The United States occupied “a privileged position in Empire” depicted by Negri and Hardt. Its privileges did not necessarily arise from its “similarities to the old European imperialist powers.” They derived from the assertion of “American exceptionalism.” From the early days of its formal constitution, the founders of the United States had believed that they were creating “a new Empire with open, expanding frontiers,” where power would be distributed in networks. More than two centuries later, the idea had become global. The presidency of George W. Bush was a powerful militaristic expression of America’s will.
Like terrorism, the term “empire” is often used disparagingly by those on the left and the right. The emergence of the United States and the Soviet Union as the two greatest powers after the Second World War offered contrasting models. Advocates of each accused the other of being an empire, meaning a large population comprising many nationalities in distant territories living under subjugation or exploitation.
Different concepts of empire have existed through history. For centuries, the term referred to states that considered themselves successors to the Roman Empire, but later it came to be applied to non-European monarchies such as the Empire of China or the Mughal Empire. Most empires in history came into being as a result of a militarily strong state taking control of weaker ones. The result in each case was an enlarged, more powerful political union, before its eventual decline.

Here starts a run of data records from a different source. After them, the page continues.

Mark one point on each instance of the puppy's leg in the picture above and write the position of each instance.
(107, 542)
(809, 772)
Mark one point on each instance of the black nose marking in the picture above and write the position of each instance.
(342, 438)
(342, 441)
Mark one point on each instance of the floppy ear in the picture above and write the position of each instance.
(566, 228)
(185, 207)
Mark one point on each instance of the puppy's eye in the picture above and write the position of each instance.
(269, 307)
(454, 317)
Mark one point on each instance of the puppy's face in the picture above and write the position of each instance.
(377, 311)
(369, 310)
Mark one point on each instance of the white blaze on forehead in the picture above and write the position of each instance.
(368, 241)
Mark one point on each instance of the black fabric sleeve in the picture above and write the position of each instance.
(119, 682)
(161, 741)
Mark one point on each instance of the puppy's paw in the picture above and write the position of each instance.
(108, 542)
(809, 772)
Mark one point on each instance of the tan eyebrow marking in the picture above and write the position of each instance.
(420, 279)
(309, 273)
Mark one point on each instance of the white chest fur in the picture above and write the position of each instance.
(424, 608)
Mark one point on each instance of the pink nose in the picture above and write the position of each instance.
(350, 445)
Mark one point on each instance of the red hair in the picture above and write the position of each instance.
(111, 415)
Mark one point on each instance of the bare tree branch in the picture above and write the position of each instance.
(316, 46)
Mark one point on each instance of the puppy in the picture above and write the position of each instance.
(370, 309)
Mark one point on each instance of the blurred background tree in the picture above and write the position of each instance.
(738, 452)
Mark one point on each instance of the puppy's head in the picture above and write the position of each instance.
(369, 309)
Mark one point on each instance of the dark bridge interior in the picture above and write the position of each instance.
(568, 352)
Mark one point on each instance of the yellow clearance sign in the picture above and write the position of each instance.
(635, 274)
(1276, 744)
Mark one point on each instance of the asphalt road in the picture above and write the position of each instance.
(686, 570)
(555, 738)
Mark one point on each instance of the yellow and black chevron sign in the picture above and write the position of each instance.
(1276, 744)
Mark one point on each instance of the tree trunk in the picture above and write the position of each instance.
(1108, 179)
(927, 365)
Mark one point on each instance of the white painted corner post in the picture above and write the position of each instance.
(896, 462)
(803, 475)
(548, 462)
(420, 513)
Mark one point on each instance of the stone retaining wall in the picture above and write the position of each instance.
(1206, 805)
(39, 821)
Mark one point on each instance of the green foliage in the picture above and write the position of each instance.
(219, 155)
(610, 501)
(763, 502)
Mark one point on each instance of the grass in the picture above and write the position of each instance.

The dissolution of the Soviet bloc in the late 1980s and early 1990s was a blow against the idea of ruling an empire by brute force. Suddenly, the floodgates opened for rapid globalization and expansion of the markets to places that had previously been in the Soviet domain. Capitalism could reach where it had not been before, from newly independent countries in eastern Europe to Soviet-style economies in Asia and Africa. Two decades later, the West was to hit the most serious crisis since the Great Depression. It was brought about by a combination of impudence after the West’s Cold War triumph, false sense of moral superiority and belief in its power to destroy and recreate nations at will.
Norwegian scholar Johan Galtung, regarded as the father of conflict and peace studies, said in 2004 something that is a fitting definition of the term “empire.” He described it as “a system of unequal exchanges between the center and the periphery.” An empire “legitimizes relationships between exploiters and exploited economically, killers and victims militarily, dominators and dominated politically and alienators and alienated culturally.” Galtung observed that the U.S. empire “provides a complete configuration, articulated in a statement by a Pentagon planner.”
The Pentagon planner in question was Lt. Col. Ralph Peters:
The de facto role of the United States Armed Forces will be to keep the world safe for our economy and open to our cultural assault. To those ends, we will do a fair amount of killing. (Fighting for the Future: Will America Triumph? 1999, 141)
The American defense planner’s confession was as revealing as it was terrifying.
Economic interest and cultural domination are interwoven in imperial thinking, driven by its simplistic logic. Imperial powers are expansionist by nature, always inclined to enlarge territories they control. What lies behind their ambition is access to more and more resources––energy, minerals, raw materials and markets to trade.
Imperial behavior drives a great power to expand its domain of direct control or influence by military and other means to territories that have resources and a certain cultural symmetry with the center. The greater the cultural symmetry, the better for the hegemon.